幻の釣り大会

フィンランドは非常に文化的な国で、国家予算で大小およそ20のオーケストラを運営している。国の人口は500万人。

クオピオ交響楽団は、私との2回のコンサートの後、首席客演指揮者というポジションで私を招いてくれた。

クオピオは人口10万人。首都ヘルシンキでも50万人都市なので、クオピオはフィンランドでは大都市。客席数1000人のホールが毎週満員になる。街の人の100人にひとりがオーケストラのコンサートに来る計算。

ここで私は毎年10公演を指揮。2枚のCDを作った。国営なので、たくさんのリハーサルができて嬉しかった。

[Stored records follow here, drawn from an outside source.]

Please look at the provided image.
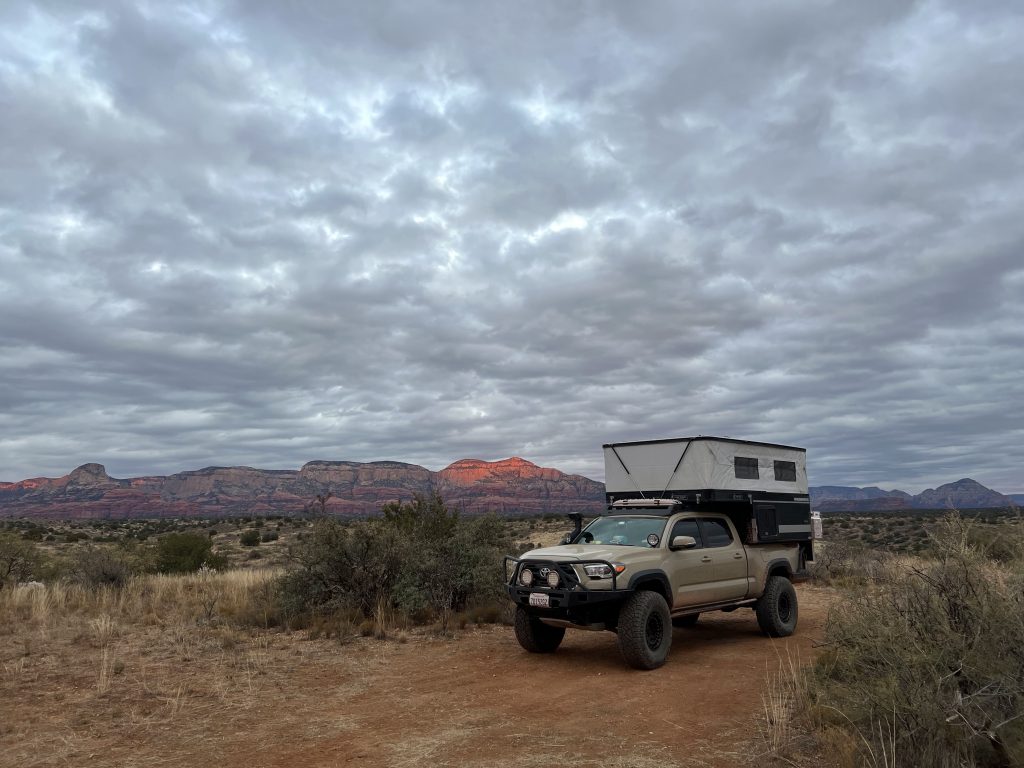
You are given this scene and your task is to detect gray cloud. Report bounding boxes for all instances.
[1,0,1023,493]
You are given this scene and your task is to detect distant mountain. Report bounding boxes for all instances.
[0,457,606,519]
[811,478,1018,512]
[1009,494,1024,505]
[2,459,1017,518]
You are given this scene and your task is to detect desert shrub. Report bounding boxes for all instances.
[963,521,1024,565]
[239,529,261,547]
[278,516,405,618]
[809,540,891,586]
[156,532,227,573]
[799,514,1024,767]
[279,493,511,629]
[70,545,151,588]
[392,511,510,629]
[260,530,278,543]
[0,533,42,588]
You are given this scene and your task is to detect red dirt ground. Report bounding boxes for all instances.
[1,584,832,768]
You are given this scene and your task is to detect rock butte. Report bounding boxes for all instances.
[0,457,606,519]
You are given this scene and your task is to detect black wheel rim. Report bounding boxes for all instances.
[645,612,664,650]
[778,592,792,623]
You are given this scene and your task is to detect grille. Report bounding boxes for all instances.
[517,561,580,589]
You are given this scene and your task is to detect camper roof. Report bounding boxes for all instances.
[603,436,805,452]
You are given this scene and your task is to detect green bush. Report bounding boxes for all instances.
[239,529,261,547]
[279,493,511,629]
[260,530,278,543]
[156,532,227,573]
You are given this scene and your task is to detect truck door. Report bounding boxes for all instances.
[663,518,719,606]
[696,517,749,601]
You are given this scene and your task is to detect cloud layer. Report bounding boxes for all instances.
[2,0,1022,492]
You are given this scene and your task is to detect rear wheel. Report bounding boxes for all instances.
[617,591,672,670]
[756,575,798,637]
[672,613,700,628]
[513,606,565,653]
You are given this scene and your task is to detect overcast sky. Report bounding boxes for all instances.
[1,1,1022,493]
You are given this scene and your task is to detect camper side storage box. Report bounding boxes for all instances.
[603,437,812,544]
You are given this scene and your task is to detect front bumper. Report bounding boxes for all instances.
[505,556,631,626]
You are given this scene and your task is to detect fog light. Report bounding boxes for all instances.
[520,568,533,586]
[546,570,560,588]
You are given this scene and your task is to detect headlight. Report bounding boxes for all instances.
[519,568,534,586]
[546,570,559,588]
[584,563,625,579]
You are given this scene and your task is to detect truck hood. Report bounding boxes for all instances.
[520,544,635,562]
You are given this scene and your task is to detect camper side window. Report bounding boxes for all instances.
[774,460,797,482]
[735,456,759,479]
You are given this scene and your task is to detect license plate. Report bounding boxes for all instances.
[528,592,549,608]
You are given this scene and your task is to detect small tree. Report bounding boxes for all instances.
[156,532,227,573]
[71,545,148,588]
[0,533,41,588]
[240,529,261,547]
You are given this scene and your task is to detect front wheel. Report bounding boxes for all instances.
[513,606,565,653]
[755,576,798,637]
[617,591,672,670]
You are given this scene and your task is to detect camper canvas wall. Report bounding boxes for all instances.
[603,437,808,496]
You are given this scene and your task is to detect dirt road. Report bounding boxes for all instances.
[2,584,831,768]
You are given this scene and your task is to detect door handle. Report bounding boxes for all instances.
[701,556,712,563]
[733,552,743,559]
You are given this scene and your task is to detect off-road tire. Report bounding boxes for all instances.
[513,606,565,653]
[672,613,700,628]
[617,590,672,670]
[756,576,798,637]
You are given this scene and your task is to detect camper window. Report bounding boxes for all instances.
[734,456,759,480]
[774,460,797,482]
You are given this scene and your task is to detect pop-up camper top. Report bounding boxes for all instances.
[602,437,812,547]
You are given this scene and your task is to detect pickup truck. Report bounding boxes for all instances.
[505,503,806,669]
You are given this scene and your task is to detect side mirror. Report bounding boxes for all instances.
[670,535,697,550]
[561,532,574,544]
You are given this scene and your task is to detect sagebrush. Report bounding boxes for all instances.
[774,514,1024,768]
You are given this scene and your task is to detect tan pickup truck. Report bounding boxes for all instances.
[505,504,807,669]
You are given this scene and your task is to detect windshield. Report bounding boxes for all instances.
[579,516,667,548]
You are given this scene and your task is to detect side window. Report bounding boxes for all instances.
[699,518,734,548]
[669,519,702,547]
[774,460,797,482]
[735,456,759,480]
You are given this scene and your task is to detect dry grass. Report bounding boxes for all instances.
[0,567,281,629]
[0,567,373,768]
[764,515,1024,768]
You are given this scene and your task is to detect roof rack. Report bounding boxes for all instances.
[609,498,681,509]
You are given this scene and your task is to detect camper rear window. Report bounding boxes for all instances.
[774,460,797,482]
[734,457,759,479]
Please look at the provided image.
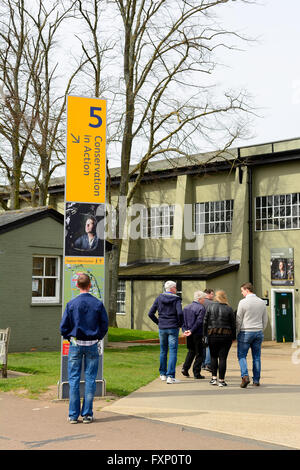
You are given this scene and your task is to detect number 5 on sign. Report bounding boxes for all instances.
[66,96,106,204]
[89,107,102,128]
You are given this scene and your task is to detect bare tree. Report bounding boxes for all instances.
[0,0,38,209]
[0,0,88,209]
[24,0,89,206]
[77,0,255,326]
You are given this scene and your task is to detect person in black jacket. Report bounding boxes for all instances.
[148,280,183,384]
[203,290,236,387]
[182,290,207,379]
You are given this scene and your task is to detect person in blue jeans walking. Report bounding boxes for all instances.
[236,282,268,388]
[60,273,108,423]
[148,281,183,384]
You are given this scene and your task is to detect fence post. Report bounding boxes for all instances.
[0,327,11,378]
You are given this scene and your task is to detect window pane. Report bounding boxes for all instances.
[33,257,44,276]
[44,278,56,297]
[261,219,267,230]
[117,280,126,313]
[32,278,43,297]
[45,258,57,276]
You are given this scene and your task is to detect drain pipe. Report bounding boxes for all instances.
[248,165,254,284]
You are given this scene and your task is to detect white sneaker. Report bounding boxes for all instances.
[160,375,167,381]
[166,377,180,384]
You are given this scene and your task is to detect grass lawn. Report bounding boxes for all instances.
[0,328,186,399]
[108,327,159,342]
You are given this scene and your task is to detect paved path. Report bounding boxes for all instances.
[1,341,299,451]
[104,341,300,450]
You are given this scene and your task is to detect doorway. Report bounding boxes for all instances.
[273,290,294,342]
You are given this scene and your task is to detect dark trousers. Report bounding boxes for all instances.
[208,335,232,380]
[182,334,203,377]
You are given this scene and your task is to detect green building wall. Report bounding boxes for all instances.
[0,217,63,352]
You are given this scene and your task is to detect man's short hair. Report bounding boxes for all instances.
[85,214,97,225]
[194,290,206,301]
[77,273,91,289]
[164,280,176,291]
[241,282,254,292]
[204,288,214,294]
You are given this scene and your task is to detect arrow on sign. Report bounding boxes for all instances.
[71,134,80,143]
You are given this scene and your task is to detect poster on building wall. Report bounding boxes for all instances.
[271,247,294,286]
[58,95,106,399]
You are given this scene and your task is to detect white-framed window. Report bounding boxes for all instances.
[117,279,126,314]
[255,193,300,231]
[32,256,61,304]
[194,200,234,234]
[142,205,175,238]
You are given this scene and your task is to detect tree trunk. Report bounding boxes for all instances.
[108,243,121,327]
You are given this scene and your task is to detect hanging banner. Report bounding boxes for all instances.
[65,96,106,203]
[58,95,107,399]
[271,247,294,286]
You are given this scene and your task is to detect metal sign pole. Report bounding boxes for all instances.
[58,95,107,399]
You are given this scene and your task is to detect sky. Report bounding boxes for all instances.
[214,0,300,148]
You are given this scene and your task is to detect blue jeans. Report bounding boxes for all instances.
[68,342,99,420]
[237,330,264,383]
[159,328,179,378]
[203,346,211,366]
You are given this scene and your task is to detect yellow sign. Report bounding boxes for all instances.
[66,95,106,203]
[65,257,105,265]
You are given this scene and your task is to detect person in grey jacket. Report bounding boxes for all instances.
[236,282,268,388]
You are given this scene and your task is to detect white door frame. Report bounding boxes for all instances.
[271,288,296,344]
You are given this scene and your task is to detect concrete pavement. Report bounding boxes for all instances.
[1,341,299,450]
[104,341,300,449]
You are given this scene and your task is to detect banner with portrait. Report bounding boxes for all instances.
[271,247,294,286]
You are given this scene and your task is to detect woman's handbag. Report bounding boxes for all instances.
[202,335,209,348]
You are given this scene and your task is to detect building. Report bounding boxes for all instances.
[2,137,300,344]
[0,207,64,352]
[112,138,300,344]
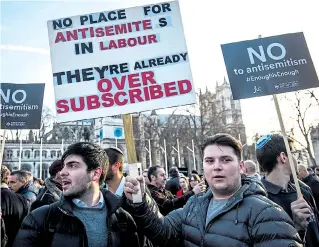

あるリハーサルの日の朝、コンサートマスターが指揮者室に来た。

「ホールの前の湖もよく凍ったし、今日はいい天気なので、リハーサルを早く切り上げて氷上釣り大会をするというのはどうかと思うのだけれど」

「馬鹿言っちゃいけねえ(なぜか江戸っ子)」

これは指揮者としては当たり前の反応だろうとその時は思ったのですが。。。

でも今だったらこう言えるかもしれない。

「わかった、今日はみんなでリフレッシュして楽しもう。そしてまた明日からいい音楽を作ろう」

フィンランドの冬は長くて、そして暗いです。リハーサルに来るときは真っ暗で、帰りも真っ暗。

やっぱりみんなで釣りした方が良かったかなあと、今でもたまに考えることがあります。